She felt a rush of heat, and it was not because of some magical change in the weather. He could be so supportive and kind, as she was beginning to notice; it was something she quite appreciated about him. “Why weren’t you like this when I had major writer’s block while working on my first book?”

“Because you didn’t need coddling. You needed a firm hand. It worked.”

“It would’ve been nice to see this side of you sooner.”

“Your book might not have turned out as good as it did.”

She shrugged, because the quality of her book felt like a small price to pay to experience his secret, softer demeanor. Feeling eyes on her, she glanced back at the window to confirm a number of people waiting to meet her were watching her interact with Tim outside. “Showtime,” she whispered and shot up onto her tip toes to give him a quick peck.

Though he preferred their longer kisses, there was something about the fleeting brush of her lips on his that made him feel tingly all over, which might have further endeared her to him despite playing the same role as her book boyfriend during yet another bookstore appearance. He silently watched as she dazzled everyone in the bookstore during her short reading, and she even made him genuinely smile when answering questions from fans. Subtly, he leaned into her when she was asked how long had they been together.

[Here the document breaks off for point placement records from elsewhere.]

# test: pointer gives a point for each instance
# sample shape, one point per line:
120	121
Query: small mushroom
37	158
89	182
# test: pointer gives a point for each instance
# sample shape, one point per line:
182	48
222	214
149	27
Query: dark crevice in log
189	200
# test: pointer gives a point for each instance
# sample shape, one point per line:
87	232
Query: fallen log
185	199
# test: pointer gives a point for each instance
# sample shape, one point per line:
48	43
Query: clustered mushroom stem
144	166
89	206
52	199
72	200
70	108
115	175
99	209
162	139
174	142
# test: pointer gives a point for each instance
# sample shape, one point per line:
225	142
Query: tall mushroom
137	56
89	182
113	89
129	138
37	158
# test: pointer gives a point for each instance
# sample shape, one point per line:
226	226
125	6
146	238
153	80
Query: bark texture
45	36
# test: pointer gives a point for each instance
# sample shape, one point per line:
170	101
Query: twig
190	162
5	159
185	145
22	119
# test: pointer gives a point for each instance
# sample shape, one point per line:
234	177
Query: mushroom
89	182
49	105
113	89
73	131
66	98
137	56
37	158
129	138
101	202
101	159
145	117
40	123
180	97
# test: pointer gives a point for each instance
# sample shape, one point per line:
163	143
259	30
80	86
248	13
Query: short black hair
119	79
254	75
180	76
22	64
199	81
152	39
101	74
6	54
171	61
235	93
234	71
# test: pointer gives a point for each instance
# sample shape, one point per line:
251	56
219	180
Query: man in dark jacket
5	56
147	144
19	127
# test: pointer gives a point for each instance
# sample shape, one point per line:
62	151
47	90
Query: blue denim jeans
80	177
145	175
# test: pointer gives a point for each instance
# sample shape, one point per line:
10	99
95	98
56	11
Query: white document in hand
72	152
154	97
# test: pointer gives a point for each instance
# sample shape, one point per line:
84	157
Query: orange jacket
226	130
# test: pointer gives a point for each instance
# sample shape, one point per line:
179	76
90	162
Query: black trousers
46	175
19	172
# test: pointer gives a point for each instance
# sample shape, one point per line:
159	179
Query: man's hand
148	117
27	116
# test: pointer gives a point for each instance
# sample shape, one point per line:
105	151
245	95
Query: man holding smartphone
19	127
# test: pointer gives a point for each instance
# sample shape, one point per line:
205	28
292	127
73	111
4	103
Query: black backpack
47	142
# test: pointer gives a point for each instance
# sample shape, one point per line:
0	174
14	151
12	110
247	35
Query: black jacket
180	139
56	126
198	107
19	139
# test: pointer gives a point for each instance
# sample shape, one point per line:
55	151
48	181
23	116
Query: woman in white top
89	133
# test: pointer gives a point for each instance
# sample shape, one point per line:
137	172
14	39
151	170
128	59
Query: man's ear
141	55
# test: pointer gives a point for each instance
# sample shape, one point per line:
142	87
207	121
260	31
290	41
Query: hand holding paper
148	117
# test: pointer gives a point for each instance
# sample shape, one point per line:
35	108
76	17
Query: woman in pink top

“Long enough to know he’s a keeper,” Lucy replied and caressed his cheek. She wondered if it would be too excessive to kiss him at the end of her response, and she realized that it would not have been a move made as part of their cover or a way for him to help her, but instead, she felt compelled to taste his lips simply because she wanted to. That was a terrifying realization. Wanting him or anything from him for selfish reasons was not part of their arrangement and surely not something Tim would be comfortable with. She was disappointed in herself for even thinking about kissing him, so she kept her mouth to herself for the rest of the event at the bookstore.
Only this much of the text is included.